Маша присмотрелась – ну точно, он! Он и тогда выглядел не совсем свежим, виной тому бесконечное пьянство, а сейчас это был просто толстый обрюзгший старик, выглядящий на фоне молодой жены еще старше, чем он был. Маша понадеялась, что Доброжир кроме внешности пропил еще и память, и не вспомнит ее.
Наконец, празднества, связанные с двойным торжеством закончились, и дом опустел. Ну, то есть, не совсем опустел, потому что теперь одно крыло занимал Ратибор с молодой женой, которая привела с собой и штат прислуги. Маше Улиана понравилась. Девочке шел шестнадцатый год, она была умна, что выражалось не только в умениях, которые ей привили с детства, но и в способности молчать, когда надо. Сама Маша этому навыку только училась. Но на женской половине Улиана, быстро стала своей. Любительница делать замечательных кукол оказалась еще и прекрасной певуньей, и радовала песнями всех вокруг себя. Маша неожиданно ощутила укол ревности, когда поняла, что Богдан привязался к Жене своего отца не меньше, чем к ней. Впрочем, это было замечательно, и она только порадовалась.
А потом наступил этот день. Все знали, что он наступит, но старались не думать о расставании. Но, все же, он пришел, вместе с первыми дождями. Князь перебирался в Киев, оставляя в Новгороде своего сына. Вместе с Изяславом собиралась половина дружины, и, конечно, Светозар тоже был в числе избранных. Ожидая расставание, Маша уже плакала ночами время от времени, заставляя мужа успокаивать ее, обещая вернуться как можно скорее. Вместе с ним ехал и Ратибор, который, вопреки всем традициям, вез с собой молодую жену. Светозар был не против.
– Им, молодым, нужно свой дом строить, – рассуждал он, – вот пусть и пускают корни в стольном Киеве.
Богдан оставался дома.

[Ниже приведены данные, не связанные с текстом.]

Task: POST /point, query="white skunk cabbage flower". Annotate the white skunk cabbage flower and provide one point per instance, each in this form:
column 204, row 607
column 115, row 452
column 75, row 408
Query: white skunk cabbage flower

И только безукоризненное воспитание не позволило мальчишке реветь в голос от разочарования. Маша, которую впору было саму успокаивать, прерывающимся голосом твердила, что Богдан переберется к отцу позже, когда тот обоснуется в Киеве. Мальчик кивал, но было видно, что он считает, что его бросают.
В общем, все находились в расстройстве. В последнюю ночь, такую же страстную, как и в предыдущие, Светозар любил ее как-то особенно жарко, отдавая всего себя. Под утро, когда небо начало светлеть, он поднялся на локтях над Машей, заглянул ей в глаза и неожиданно произнес:
– Хочу, чтобы ты понесла с этого дня. Роди мне сына, голубка моя, чтобы возвращение мое было еще радостнее.
До этого момента Маша, почему-то, совсем не думала ни о беременности, ни о детях, а теперь она страстно хотела, чтобы просьба Светозара сбылась.